Snowpiercer stars Chris Evans, Tilda Swinton, John Hurt, Song Kang-ho, Jamie Bell, and Octavia Spencer. And it is fun (at least it was for me) from start to finish. In fact, I think the movie is worth seeing simply for the art direction – the train cars are crafted beautifully, and they are so different from one another, and so cleverly arranged, that the simple walk from the back of the train to the front, through the world of the cars, is fascinating. And Tilda! Tilda is ridiculous and so much fun. (Hilarious that she and John Hurt were also both in the ponderously boring Only Lovers Left Alive in such a different style.) I do wish Chris Evans were a better actor. His range strikes me as fairly limited. I think he's a really fun performer, but there's an act three monologue in the film that (aside from interrupting the action-packed thrust of the film) really doesn't achieve what it ought to because Evans can't really connect emotionally with what he's saying. A more actor-focused director may be able to solve this problem for him, eventually. I will hope so, because I like him.

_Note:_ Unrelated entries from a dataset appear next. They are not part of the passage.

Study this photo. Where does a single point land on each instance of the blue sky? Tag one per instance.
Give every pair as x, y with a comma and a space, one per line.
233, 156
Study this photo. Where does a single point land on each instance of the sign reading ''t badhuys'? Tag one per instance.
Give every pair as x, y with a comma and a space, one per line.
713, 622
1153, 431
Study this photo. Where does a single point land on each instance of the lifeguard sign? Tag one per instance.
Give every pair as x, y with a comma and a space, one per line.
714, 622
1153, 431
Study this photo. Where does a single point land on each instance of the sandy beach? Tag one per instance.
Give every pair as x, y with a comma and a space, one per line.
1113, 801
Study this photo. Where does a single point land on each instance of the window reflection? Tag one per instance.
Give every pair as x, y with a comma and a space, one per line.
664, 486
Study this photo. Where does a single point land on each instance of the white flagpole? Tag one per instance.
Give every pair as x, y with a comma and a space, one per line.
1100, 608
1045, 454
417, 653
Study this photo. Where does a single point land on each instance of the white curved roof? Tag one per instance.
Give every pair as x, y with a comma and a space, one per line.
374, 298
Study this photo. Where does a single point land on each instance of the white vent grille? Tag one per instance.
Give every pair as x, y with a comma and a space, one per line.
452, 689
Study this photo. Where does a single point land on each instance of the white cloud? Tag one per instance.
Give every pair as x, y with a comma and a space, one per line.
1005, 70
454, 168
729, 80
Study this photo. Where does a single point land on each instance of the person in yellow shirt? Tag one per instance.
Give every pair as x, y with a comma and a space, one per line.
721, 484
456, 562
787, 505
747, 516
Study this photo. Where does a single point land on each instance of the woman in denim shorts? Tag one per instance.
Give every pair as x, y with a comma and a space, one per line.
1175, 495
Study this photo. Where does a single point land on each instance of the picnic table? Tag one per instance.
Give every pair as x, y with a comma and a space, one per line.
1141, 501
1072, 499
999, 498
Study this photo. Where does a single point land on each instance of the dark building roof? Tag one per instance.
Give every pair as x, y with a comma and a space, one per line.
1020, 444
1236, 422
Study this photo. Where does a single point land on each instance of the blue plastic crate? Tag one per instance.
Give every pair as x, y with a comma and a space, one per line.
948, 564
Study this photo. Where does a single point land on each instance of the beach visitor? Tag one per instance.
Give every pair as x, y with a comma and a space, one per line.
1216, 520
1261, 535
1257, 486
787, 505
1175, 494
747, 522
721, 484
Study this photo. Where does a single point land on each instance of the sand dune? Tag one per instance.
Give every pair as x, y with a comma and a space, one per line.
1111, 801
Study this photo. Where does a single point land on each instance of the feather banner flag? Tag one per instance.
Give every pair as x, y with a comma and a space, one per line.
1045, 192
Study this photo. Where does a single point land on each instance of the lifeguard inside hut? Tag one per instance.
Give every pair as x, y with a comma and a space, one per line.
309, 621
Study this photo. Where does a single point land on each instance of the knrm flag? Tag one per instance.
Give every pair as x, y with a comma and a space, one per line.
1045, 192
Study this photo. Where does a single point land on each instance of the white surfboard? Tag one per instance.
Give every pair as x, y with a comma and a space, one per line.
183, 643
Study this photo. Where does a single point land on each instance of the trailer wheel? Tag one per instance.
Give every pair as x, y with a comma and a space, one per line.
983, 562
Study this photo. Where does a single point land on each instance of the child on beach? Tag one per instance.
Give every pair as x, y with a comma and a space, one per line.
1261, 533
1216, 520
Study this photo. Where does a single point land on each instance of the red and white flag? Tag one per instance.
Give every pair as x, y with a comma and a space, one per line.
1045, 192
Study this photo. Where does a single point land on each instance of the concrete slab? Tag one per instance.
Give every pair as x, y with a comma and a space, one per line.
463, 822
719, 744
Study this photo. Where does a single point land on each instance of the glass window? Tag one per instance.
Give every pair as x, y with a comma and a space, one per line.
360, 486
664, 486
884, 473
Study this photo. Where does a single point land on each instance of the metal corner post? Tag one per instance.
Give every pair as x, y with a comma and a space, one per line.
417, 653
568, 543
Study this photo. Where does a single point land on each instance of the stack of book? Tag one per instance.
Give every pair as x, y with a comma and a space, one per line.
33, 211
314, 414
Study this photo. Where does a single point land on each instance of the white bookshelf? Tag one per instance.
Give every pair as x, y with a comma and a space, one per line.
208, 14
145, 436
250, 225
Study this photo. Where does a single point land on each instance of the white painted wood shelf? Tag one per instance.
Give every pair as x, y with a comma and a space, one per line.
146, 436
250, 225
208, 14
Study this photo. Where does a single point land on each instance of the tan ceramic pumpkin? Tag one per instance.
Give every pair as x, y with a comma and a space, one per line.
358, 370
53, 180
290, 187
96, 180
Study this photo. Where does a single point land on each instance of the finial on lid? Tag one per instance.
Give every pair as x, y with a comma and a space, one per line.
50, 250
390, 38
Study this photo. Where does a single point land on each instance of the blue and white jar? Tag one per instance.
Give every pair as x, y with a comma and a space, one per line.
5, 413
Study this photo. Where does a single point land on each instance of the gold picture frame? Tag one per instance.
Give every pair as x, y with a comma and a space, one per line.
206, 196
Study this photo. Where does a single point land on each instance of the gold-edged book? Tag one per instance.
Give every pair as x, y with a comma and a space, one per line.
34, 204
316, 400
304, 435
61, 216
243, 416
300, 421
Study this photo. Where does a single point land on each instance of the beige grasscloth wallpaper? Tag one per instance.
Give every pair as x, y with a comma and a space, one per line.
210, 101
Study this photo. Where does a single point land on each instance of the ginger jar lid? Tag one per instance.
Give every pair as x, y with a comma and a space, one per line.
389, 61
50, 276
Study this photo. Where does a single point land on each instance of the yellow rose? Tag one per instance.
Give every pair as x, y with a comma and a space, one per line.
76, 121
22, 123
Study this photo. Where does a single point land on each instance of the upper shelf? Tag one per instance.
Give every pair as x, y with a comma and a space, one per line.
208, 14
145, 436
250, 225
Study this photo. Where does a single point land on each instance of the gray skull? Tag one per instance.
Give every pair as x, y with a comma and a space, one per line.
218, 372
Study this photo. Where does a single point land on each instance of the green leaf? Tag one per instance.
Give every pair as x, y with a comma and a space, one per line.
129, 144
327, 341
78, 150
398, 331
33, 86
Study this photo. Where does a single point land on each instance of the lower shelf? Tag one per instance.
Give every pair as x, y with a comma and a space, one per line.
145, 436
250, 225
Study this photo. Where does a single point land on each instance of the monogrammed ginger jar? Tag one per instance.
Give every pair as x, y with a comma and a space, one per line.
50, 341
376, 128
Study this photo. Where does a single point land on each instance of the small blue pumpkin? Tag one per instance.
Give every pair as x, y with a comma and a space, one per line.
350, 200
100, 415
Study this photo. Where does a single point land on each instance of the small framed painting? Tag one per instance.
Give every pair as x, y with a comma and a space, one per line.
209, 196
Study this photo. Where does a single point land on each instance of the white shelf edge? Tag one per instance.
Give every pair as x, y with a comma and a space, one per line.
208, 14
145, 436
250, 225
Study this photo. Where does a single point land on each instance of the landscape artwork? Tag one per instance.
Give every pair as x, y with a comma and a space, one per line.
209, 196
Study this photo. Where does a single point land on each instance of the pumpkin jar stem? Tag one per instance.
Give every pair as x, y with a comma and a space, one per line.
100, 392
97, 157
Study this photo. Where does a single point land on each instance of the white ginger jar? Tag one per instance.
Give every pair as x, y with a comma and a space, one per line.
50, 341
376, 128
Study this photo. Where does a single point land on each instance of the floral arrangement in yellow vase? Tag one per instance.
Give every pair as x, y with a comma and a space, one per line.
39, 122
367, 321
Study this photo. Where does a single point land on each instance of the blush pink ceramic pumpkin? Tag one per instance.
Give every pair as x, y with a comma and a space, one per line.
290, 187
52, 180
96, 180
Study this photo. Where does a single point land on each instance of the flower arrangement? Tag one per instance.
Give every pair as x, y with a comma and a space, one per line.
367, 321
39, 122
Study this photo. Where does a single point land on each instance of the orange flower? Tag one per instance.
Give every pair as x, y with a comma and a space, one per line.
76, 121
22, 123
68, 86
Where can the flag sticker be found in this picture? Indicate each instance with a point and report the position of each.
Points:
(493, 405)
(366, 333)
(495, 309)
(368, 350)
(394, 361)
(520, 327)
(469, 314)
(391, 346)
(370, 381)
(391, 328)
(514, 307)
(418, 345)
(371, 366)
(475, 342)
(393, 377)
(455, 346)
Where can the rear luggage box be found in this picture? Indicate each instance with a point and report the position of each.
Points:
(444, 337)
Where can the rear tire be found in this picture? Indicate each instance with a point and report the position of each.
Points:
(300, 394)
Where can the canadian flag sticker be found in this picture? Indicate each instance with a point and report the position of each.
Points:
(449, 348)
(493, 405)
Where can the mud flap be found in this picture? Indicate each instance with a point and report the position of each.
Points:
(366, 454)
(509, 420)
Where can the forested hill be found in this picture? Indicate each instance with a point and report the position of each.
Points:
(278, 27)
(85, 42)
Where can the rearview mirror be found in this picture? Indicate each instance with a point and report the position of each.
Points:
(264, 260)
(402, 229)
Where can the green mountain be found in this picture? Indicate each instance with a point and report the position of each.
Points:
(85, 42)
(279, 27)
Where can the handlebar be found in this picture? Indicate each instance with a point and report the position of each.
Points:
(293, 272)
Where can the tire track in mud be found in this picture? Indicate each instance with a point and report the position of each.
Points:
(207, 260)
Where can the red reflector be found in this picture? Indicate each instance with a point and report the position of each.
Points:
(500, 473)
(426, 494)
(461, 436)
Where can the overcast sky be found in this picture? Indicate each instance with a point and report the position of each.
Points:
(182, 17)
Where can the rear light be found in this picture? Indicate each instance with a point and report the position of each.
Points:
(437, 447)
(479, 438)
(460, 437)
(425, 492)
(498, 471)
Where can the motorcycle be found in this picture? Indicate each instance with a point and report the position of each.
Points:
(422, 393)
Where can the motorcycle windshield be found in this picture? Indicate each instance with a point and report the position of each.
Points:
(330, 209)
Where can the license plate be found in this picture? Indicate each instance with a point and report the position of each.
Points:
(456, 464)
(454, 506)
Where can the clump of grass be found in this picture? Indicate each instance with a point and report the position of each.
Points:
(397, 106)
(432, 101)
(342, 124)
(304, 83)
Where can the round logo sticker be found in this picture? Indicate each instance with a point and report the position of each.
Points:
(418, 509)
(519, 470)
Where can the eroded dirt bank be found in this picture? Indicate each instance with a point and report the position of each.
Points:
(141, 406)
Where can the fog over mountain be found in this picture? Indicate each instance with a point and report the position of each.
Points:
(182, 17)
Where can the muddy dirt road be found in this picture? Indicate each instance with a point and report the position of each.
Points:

I should note that I thought that Snowpiercer was totally incoherent, and the presence of the writer was so palpable that by the end I felt that literally anything could've happened and then been explained away by some trick. The film's ending didn't make one bit of sense to me. (There's an explosion and there's a polar bear: I have no idea.) And I didn't care about any of that. This is a brutal, violent, fun ride, filled with the awesome fight sequences and suspense we have come to expect from the new wave of Korean directors. I really, really liked it. But don't spend too much time thinking about it.